LeetCode-022- Parentheses generated

Parentheses generates

The number n represents the logarithm that generates parentheses. Design a function that generates all possible and valid parentheses.

Examples can be found on the LeetCode website.

Source: LeetCode link: leetcode-cn.com/problems/ge… Copyright belongs to the Collar buckle network. Commercial reprint please contact official authorization, non-commercial reprint please indicate the source.
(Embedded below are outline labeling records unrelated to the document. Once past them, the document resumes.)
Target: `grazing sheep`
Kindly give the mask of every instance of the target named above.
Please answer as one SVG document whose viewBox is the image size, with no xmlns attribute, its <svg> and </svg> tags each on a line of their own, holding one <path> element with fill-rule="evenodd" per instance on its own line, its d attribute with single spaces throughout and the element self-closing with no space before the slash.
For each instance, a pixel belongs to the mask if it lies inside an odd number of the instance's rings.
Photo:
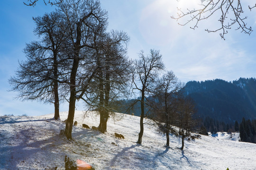
<svg viewBox="0 0 256 170">
<path fill-rule="evenodd" d="M 90 127 L 88 125 L 86 125 L 85 124 L 82 124 L 82 128 L 90 128 Z"/>
<path fill-rule="evenodd" d="M 195 136 L 191 136 L 191 137 L 192 139 L 192 140 L 195 140 Z"/>
<path fill-rule="evenodd" d="M 94 126 L 92 126 L 91 127 L 91 128 L 93 130 L 99 130 L 99 129 L 98 129 L 98 128 L 97 127 L 95 127 Z"/>
<path fill-rule="evenodd" d="M 120 136 L 124 139 L 124 136 L 122 134 L 119 134 L 120 135 Z"/>
<path fill-rule="evenodd" d="M 120 136 L 120 135 L 117 133 L 115 133 L 115 137 L 117 137 L 121 139 L 121 136 Z"/>
<path fill-rule="evenodd" d="M 123 138 L 124 139 L 124 136 L 122 134 L 119 134 L 117 133 L 115 133 L 115 137 L 117 137 L 120 139 Z"/>
</svg>

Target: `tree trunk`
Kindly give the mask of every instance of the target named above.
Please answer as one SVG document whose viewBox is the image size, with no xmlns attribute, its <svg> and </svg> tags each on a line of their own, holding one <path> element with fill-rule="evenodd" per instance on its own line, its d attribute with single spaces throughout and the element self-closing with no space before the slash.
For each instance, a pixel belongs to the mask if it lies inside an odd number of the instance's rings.
<svg viewBox="0 0 256 170">
<path fill-rule="evenodd" d="M 70 97 L 69 98 L 69 106 L 68 116 L 66 123 L 65 135 L 68 139 L 72 139 L 72 128 L 74 120 L 74 112 L 75 110 L 75 101 L 76 100 L 76 73 L 79 64 L 79 53 L 80 51 L 81 41 L 81 23 L 78 22 L 76 26 L 76 42 L 74 44 L 74 58 L 73 65 L 70 73 Z"/>
<path fill-rule="evenodd" d="M 182 147 L 181 148 L 181 150 L 183 150 L 183 148 L 184 148 L 184 138 L 185 138 L 185 135 L 184 135 L 184 131 L 183 130 L 182 130 Z"/>
<path fill-rule="evenodd" d="M 54 83 L 54 119 L 57 120 L 60 119 L 60 109 L 59 102 L 59 93 L 58 92 L 58 83 Z"/>
<path fill-rule="evenodd" d="M 58 83 L 57 79 L 58 78 L 58 61 L 57 59 L 57 50 L 55 48 L 55 43 L 52 37 L 50 36 L 50 39 L 51 40 L 52 44 L 53 45 L 53 51 L 54 53 L 54 79 L 53 80 L 54 84 L 54 119 L 57 120 L 60 119 L 59 114 L 59 92 L 58 92 Z"/>
<path fill-rule="evenodd" d="M 108 66 L 106 67 L 106 81 L 105 83 L 105 100 L 104 102 L 104 108 L 102 108 L 103 110 L 100 113 L 100 125 L 98 127 L 99 130 L 101 132 L 104 133 L 107 131 L 107 123 L 109 118 L 109 101 L 110 100 L 110 74 L 108 73 L 109 69 Z M 102 82 L 103 83 L 103 82 Z M 103 86 L 101 88 L 103 89 Z"/>
<path fill-rule="evenodd" d="M 140 131 L 139 133 L 138 141 L 137 143 L 141 144 L 142 142 L 142 136 L 143 136 L 143 132 L 144 131 L 144 127 L 143 124 L 143 119 L 144 118 L 144 90 L 141 92 L 141 100 L 140 101 L 140 107 L 141 109 L 141 113 L 140 114 L 140 120 L 139 125 L 140 127 Z"/>
<path fill-rule="evenodd" d="M 78 55 L 77 55 L 78 56 Z M 74 59 L 73 66 L 70 75 L 70 97 L 69 98 L 69 107 L 68 110 L 68 116 L 66 123 L 66 128 L 65 129 L 65 135 L 68 139 L 72 139 L 72 128 L 73 128 L 73 121 L 74 119 L 74 112 L 75 109 L 76 98 L 76 86 L 75 79 L 76 77 L 76 72 L 78 68 L 79 63 L 78 57 Z"/>
<path fill-rule="evenodd" d="M 170 145 L 170 137 L 169 136 L 169 130 L 166 129 L 165 133 L 166 134 L 166 146 L 169 147 Z"/>
<path fill-rule="evenodd" d="M 104 133 L 107 131 L 107 122 L 109 119 L 109 112 L 106 111 L 101 111 L 100 116 L 100 125 L 98 128 L 101 132 Z"/>
</svg>

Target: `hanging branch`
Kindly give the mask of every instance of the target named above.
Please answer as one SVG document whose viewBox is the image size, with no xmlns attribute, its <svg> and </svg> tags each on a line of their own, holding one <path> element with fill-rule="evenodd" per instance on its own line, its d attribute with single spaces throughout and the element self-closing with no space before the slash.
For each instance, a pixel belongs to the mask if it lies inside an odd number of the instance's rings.
<svg viewBox="0 0 256 170">
<path fill-rule="evenodd" d="M 236 30 L 240 30 L 241 32 L 250 34 L 253 31 L 251 27 L 248 26 L 247 23 L 245 22 L 247 19 L 247 16 L 243 17 L 244 13 L 240 0 L 201 0 L 201 4 L 199 9 L 190 10 L 187 9 L 187 12 L 183 12 L 181 8 L 177 8 L 177 17 L 171 17 L 172 18 L 177 20 L 179 19 L 190 16 L 190 18 L 184 24 L 178 23 L 181 26 L 185 26 L 188 23 L 195 21 L 195 23 L 191 28 L 194 29 L 198 27 L 200 21 L 205 20 L 211 17 L 217 12 L 220 12 L 221 15 L 218 20 L 220 26 L 218 28 L 215 30 L 205 29 L 208 33 L 216 32 L 220 31 L 222 33 L 219 34 L 221 38 L 225 40 L 224 35 L 228 33 L 228 30 L 231 28 L 231 26 L 235 25 L 238 25 Z M 249 8 L 251 10 L 255 6 Z M 228 19 L 229 18 L 229 19 Z M 231 22 L 230 22 L 231 21 Z"/>
<path fill-rule="evenodd" d="M 25 3 L 23 2 L 24 5 L 29 6 L 35 7 L 37 5 L 37 2 L 38 1 L 38 0 L 27 0 L 27 1 L 28 2 L 28 3 Z M 48 0 L 48 1 L 46 1 L 46 0 L 44 0 L 44 2 L 45 3 L 45 4 L 46 5 L 47 5 L 47 4 L 48 4 L 51 5 L 51 6 L 53 6 L 54 5 L 59 4 L 62 2 L 63 1 L 63 0 L 55 0 L 52 1 L 51 1 L 51 0 Z"/>
</svg>

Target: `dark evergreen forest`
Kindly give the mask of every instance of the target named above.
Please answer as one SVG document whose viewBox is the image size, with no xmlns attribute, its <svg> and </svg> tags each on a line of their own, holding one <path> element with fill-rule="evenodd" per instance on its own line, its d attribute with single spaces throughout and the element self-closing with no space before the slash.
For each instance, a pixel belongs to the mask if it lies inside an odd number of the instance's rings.
<svg viewBox="0 0 256 170">
<path fill-rule="evenodd" d="M 233 82 L 221 79 L 188 82 L 184 95 L 194 101 L 195 118 L 208 131 L 235 131 L 235 123 L 256 119 L 256 79 L 240 78 Z M 131 106 L 136 99 L 123 100 L 118 111 L 140 115 L 140 103 Z M 147 110 L 148 111 L 148 110 Z M 150 111 L 150 110 L 149 110 Z"/>
</svg>

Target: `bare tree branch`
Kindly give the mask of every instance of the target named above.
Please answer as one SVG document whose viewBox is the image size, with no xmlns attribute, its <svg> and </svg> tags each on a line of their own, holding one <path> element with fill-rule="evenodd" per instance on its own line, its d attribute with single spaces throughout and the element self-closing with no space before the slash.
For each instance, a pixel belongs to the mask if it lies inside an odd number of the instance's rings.
<svg viewBox="0 0 256 170">
<path fill-rule="evenodd" d="M 236 30 L 240 30 L 241 32 L 250 35 L 253 31 L 251 27 L 247 26 L 245 20 L 247 16 L 243 16 L 244 11 L 240 0 L 201 0 L 201 4 L 199 9 L 190 10 L 184 12 L 181 8 L 178 9 L 177 17 L 171 17 L 173 19 L 178 20 L 183 17 L 189 17 L 189 19 L 183 24 L 178 23 L 181 26 L 185 26 L 189 23 L 194 22 L 193 26 L 190 28 L 194 29 L 198 27 L 199 23 L 206 20 L 211 17 L 213 14 L 220 12 L 220 16 L 218 21 L 220 26 L 217 29 L 211 30 L 207 28 L 205 31 L 208 33 L 221 31 L 219 35 L 221 38 L 225 40 L 225 34 L 228 33 L 228 30 L 231 27 L 237 26 Z M 250 7 L 252 8 L 255 7 Z M 230 22 L 231 21 L 231 22 Z"/>
</svg>

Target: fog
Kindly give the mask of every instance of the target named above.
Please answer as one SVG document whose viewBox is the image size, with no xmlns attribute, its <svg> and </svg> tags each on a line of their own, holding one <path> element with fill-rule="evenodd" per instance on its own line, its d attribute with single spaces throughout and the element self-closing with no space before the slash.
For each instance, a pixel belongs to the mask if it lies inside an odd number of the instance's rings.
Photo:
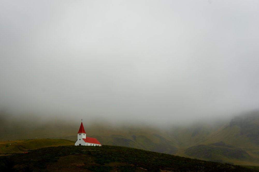
<svg viewBox="0 0 259 172">
<path fill-rule="evenodd" d="M 0 108 L 181 124 L 258 108 L 259 2 L 0 2 Z"/>
</svg>

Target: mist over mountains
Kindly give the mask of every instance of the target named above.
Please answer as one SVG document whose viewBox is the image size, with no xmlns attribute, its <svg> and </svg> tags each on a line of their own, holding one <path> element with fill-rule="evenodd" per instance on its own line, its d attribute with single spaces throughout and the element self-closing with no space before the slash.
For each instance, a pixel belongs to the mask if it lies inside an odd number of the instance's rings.
<svg viewBox="0 0 259 172">
<path fill-rule="evenodd" d="M 4 116 L 2 113 L 1 116 L 0 141 L 48 138 L 75 141 L 80 123 Z M 103 145 L 238 164 L 256 165 L 259 160 L 258 111 L 228 121 L 161 128 L 83 122 L 88 136 L 96 138 Z"/>
<path fill-rule="evenodd" d="M 208 2 L 1 1 L 0 109 L 163 125 L 258 108 L 259 2 Z"/>
</svg>

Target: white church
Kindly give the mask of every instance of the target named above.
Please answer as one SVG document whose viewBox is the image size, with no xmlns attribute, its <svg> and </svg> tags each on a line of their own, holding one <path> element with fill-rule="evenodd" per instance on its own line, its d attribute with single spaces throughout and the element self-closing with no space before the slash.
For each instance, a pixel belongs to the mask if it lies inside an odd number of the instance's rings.
<svg viewBox="0 0 259 172">
<path fill-rule="evenodd" d="M 95 138 L 86 137 L 86 133 L 82 122 L 77 133 L 77 140 L 75 143 L 75 145 L 101 146 L 102 144 Z"/>
</svg>

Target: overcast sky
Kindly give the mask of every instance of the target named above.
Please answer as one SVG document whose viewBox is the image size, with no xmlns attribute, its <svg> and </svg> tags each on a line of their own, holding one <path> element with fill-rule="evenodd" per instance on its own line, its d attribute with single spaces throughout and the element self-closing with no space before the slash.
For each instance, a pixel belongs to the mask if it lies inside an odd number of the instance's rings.
<svg viewBox="0 0 259 172">
<path fill-rule="evenodd" d="M 159 124 L 257 109 L 258 8 L 252 0 L 1 1 L 0 108 Z"/>
</svg>

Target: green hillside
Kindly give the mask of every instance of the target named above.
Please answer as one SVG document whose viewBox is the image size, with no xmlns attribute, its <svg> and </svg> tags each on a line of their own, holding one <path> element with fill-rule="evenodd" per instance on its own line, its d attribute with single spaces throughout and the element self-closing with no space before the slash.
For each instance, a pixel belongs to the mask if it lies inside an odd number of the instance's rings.
<svg viewBox="0 0 259 172">
<path fill-rule="evenodd" d="M 70 140 L 72 141 L 71 144 L 73 144 L 77 139 L 80 123 L 64 121 L 57 123 L 53 120 L 40 124 L 28 121 L 27 119 L 29 118 L 22 118 L 11 123 L 10 119 L 3 116 L 0 115 L 0 141 L 37 137 Z M 228 121 L 209 125 L 200 123 L 188 126 L 172 126 L 162 129 L 140 125 L 119 126 L 87 122 L 84 124 L 87 136 L 96 138 L 103 145 L 123 146 L 234 164 L 258 165 L 258 111 L 248 113 Z M 40 143 L 37 145 L 40 145 Z M 6 144 L 3 146 L 7 146 Z M 26 150 L 22 146 L 26 148 L 21 145 L 19 149 L 10 148 L 9 150 L 11 150 L 9 151 L 13 153 L 20 150 Z M 3 151 L 2 149 L 1 151 Z"/>
<path fill-rule="evenodd" d="M 73 141 L 65 139 L 40 139 L 0 142 L 0 156 L 27 152 L 33 149 L 74 145 Z"/>
<path fill-rule="evenodd" d="M 1 171 L 256 171 L 244 167 L 126 147 L 70 146 L 0 157 Z"/>
</svg>

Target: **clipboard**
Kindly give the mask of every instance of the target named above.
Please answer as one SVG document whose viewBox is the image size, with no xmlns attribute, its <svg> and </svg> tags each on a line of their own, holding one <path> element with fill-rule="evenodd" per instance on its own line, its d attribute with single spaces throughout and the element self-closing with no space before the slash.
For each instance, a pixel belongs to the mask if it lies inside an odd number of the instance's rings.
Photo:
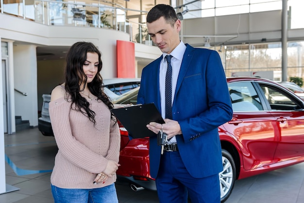
<svg viewBox="0 0 304 203">
<path fill-rule="evenodd" d="M 150 122 L 165 123 L 153 103 L 128 106 L 111 111 L 134 138 L 156 135 L 146 126 Z"/>
</svg>

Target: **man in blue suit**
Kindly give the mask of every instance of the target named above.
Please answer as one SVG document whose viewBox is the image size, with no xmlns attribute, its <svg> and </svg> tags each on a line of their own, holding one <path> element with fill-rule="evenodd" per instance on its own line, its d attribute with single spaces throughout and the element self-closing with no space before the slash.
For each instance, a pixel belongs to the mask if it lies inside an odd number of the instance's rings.
<svg viewBox="0 0 304 203">
<path fill-rule="evenodd" d="M 193 203 L 219 203 L 223 168 L 218 127 L 233 114 L 220 58 L 215 51 L 180 40 L 181 20 L 169 5 L 156 5 L 147 22 L 163 54 L 143 69 L 137 103 L 154 103 L 165 118 L 165 124 L 147 125 L 155 133 L 150 137 L 150 170 L 160 202 L 186 203 L 188 194 Z M 172 69 L 169 90 L 167 69 Z M 170 100 L 169 116 L 166 97 Z M 161 131 L 169 139 L 163 154 L 157 142 Z"/>
</svg>

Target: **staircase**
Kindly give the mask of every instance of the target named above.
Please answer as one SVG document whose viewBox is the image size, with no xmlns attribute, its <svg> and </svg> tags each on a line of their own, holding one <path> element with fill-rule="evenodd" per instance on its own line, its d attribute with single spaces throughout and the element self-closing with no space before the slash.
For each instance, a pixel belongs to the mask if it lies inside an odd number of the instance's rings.
<svg viewBox="0 0 304 203">
<path fill-rule="evenodd" d="M 20 116 L 15 117 L 16 124 L 16 132 L 19 132 L 23 130 L 31 128 L 29 120 L 22 120 Z"/>
</svg>

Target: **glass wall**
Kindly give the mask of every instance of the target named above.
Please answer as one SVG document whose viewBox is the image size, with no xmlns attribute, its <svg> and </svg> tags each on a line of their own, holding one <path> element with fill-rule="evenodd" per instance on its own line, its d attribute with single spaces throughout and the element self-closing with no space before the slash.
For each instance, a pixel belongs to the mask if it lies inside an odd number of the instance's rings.
<svg viewBox="0 0 304 203">
<path fill-rule="evenodd" d="M 287 75 L 304 79 L 304 41 L 288 43 Z M 282 81 L 280 43 L 227 46 L 219 53 L 226 75 L 265 77 Z M 222 57 L 223 56 L 223 57 Z"/>
<path fill-rule="evenodd" d="M 303 0 L 288 0 L 288 26 L 290 29 L 304 28 Z M 184 18 L 204 17 L 242 13 L 281 10 L 281 0 L 204 0 L 201 7 L 190 9 Z M 201 15 L 191 15 L 200 10 Z"/>
</svg>

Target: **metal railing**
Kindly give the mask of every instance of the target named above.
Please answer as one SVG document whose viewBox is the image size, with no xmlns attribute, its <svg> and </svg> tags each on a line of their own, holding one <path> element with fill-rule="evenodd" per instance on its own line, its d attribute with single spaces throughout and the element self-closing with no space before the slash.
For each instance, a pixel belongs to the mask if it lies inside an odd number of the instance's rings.
<svg viewBox="0 0 304 203">
<path fill-rule="evenodd" d="M 114 29 L 130 34 L 131 41 L 152 44 L 148 33 L 145 32 L 146 25 L 134 21 L 135 16 L 138 21 L 139 19 L 144 19 L 147 11 L 125 8 L 105 0 L 85 3 L 61 0 L 22 0 L 18 3 L 9 4 L 3 4 L 3 1 L 0 0 L 1 13 L 48 26 Z M 127 19 L 128 16 L 133 17 L 132 21 Z"/>
<path fill-rule="evenodd" d="M 20 90 L 18 90 L 17 89 L 14 89 L 15 90 L 15 91 L 16 91 L 16 92 L 22 94 L 23 96 L 28 96 L 28 93 L 26 93 L 26 92 L 22 92 Z"/>
</svg>

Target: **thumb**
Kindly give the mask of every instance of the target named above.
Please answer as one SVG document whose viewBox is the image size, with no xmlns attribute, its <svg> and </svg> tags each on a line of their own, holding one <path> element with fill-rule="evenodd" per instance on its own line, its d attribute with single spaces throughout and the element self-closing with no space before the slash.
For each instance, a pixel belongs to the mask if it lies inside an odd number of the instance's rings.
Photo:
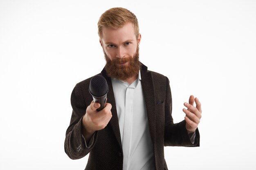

Solution 1: exhaustive method

Get all possible combinations recursively, then determine if each combination is a valid parenthesis combination, if so, add it to the result set, and finally return the matching result set.

Solution two: backtracking

The method is also recursive, but the next character can be determined by the number of left and right parentheses that have appeared. In this way, the final recursive result is a valid combination of parentheses, which is efficient.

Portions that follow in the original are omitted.